• Peur sur la ville ? par Jean Ortiz

    L 'Humanité Jean Ortiz Vendredi, 27 Novembre, 2015

    Je rentre de « PACA ». L’extrême droite s’est installée de façon feutrée... Pour beaucoup, « il se passera rien ».

    marionnnn maréchal nous voilàJe rentre de « PACA », plus précisément d’une tournée de diffusion du documentaire Gautier-Ortiz, « Compañeras ». Soit dit en passant, ce modeste docu militant, réalisé « en province », avec de petits moyens, remplit les salles et les débats sont vifs, passionnants. Ils conjuguent les enjeux de mémoire au présent, les ramènent à l’actuelle crise des valeurs, au champ de ruines que nous avons devant nous, à la nécessité de partir à la « reconquête »... Oui mais comment, avec qui ? Souvent, après ces soirées à ragaillardir les plus mous du popotin, je me dis qu’il y a bien, de la part des cocos, encore un déficit de l’offre... La demande de radicalité, d’antifascisme, d’utopies concrètes, de rupture avec le capitalisme, de société nouvelle, elle demeure bien vivante et s’exprime, plurielle, dans les salles. C’est l’offre qui ne me paraît pas à la hauteur requise.

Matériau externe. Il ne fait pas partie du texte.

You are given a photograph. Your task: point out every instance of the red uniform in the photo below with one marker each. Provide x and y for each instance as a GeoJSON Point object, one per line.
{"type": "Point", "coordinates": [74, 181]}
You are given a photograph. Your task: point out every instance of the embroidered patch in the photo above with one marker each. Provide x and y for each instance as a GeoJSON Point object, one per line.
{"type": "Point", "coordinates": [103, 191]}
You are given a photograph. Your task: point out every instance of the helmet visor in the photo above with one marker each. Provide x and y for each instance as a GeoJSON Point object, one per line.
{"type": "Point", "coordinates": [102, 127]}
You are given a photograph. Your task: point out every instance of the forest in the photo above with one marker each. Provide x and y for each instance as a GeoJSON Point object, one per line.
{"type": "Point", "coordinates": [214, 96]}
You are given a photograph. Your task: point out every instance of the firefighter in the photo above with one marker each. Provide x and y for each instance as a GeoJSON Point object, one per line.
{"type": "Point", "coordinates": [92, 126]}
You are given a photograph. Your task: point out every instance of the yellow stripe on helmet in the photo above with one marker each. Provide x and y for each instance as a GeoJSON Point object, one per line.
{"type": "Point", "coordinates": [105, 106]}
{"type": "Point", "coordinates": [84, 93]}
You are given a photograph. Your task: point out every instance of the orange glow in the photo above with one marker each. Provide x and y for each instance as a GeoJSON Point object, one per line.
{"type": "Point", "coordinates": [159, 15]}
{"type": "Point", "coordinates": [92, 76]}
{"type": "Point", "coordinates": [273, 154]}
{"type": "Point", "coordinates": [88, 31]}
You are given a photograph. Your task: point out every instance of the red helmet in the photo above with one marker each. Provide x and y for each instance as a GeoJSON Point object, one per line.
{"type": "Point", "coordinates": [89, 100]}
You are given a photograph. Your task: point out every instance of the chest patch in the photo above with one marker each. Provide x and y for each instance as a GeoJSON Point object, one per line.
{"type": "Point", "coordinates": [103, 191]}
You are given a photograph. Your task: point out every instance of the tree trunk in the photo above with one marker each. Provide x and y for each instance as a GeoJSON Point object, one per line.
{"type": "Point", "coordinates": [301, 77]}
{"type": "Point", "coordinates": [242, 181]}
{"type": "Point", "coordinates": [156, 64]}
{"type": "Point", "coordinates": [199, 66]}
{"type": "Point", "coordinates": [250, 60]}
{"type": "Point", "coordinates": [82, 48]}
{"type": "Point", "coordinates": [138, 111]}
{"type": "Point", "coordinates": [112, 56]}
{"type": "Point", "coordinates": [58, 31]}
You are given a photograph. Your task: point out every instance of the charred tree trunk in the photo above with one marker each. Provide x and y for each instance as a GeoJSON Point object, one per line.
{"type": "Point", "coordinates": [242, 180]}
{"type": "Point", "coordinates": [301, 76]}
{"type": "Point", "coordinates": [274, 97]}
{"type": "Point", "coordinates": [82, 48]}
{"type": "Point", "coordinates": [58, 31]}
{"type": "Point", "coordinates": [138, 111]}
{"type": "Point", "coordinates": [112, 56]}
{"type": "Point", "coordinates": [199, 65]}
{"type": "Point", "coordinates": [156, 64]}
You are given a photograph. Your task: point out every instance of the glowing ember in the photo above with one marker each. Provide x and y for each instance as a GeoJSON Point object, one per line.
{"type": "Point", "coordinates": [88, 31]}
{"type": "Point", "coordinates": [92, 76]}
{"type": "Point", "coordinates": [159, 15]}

    Mais ne passons pas de l’ânesse à la poule et revenons à notre propos initial.
    Je suis parti en « PACA » angoissé, hanté par des images chiliennes... que je retrouve en partie à la Fondation Maeght, au milieu d’une pinède, sur les hauteurs de Saint-Paul-de-Vence... Un tableau inquiétant de Gérard Garouste : « Le livre brûlé ». Que se passera-t-il si... Brûlera-t-on Chagall, Miro, l’art vivant... ? Coupera-t-on les crédits des Festivals à Grasse, Nice, Cannes... ? Ami entends-tu... Cela commence par une victoire électorale et cela peut finir comme nous le savons.
    Je croyais trouver une population traumatisée, eh bien non. Plutôt désabusée, voire exaspérée... elle rejette « le système », les « élites », l’establishment politique. J’interroge des passants, des qui font leurs courses au marché, des friqués, des désargentés... Pour le bouquiniste, « le père Le Pen sentait le souffre... Marion, elle, est clean »... L’extrême droite s’est installée de façon feutrée... Pour beaucoup, « il se passera rien ». « De toute façon, cela ne peut pas être pire... on a tout essayé». Le fromager, malgré mon insistance, nous met dans le même sac... « Tous pareils ». Et en plus, il me fourgue (bon prix !) un chèvre de L’Estérel je crois.
    Madeleine a peur, elle. « Les gens sont dans l’émotionnel, donc dans l’irrationnel, sans recul, sans perspectives »... Le magnifique village de Tourrettes abrite une « Impasse de l’horizon ». Métaphore ô combien pertinente.
    Madeleine ne croit pas qu’il puisse exister « un fascisme à visage humain ». « Je suis fille de Résistant ; ici on a eu Darnand, fondateur de la Milice ; une tradition d’extrême droite fascisante avant la guerre, un poujadisme fort, mais aussi une Résistance active, les maquis... Comment est-ce possible qu’aujourd’hui... ?» La montée du Front National est résistible ; oui : R.E.S.I.S.T.I.B.L.E. mais le parti socialiste en rajoute sur le tout sécuritaire...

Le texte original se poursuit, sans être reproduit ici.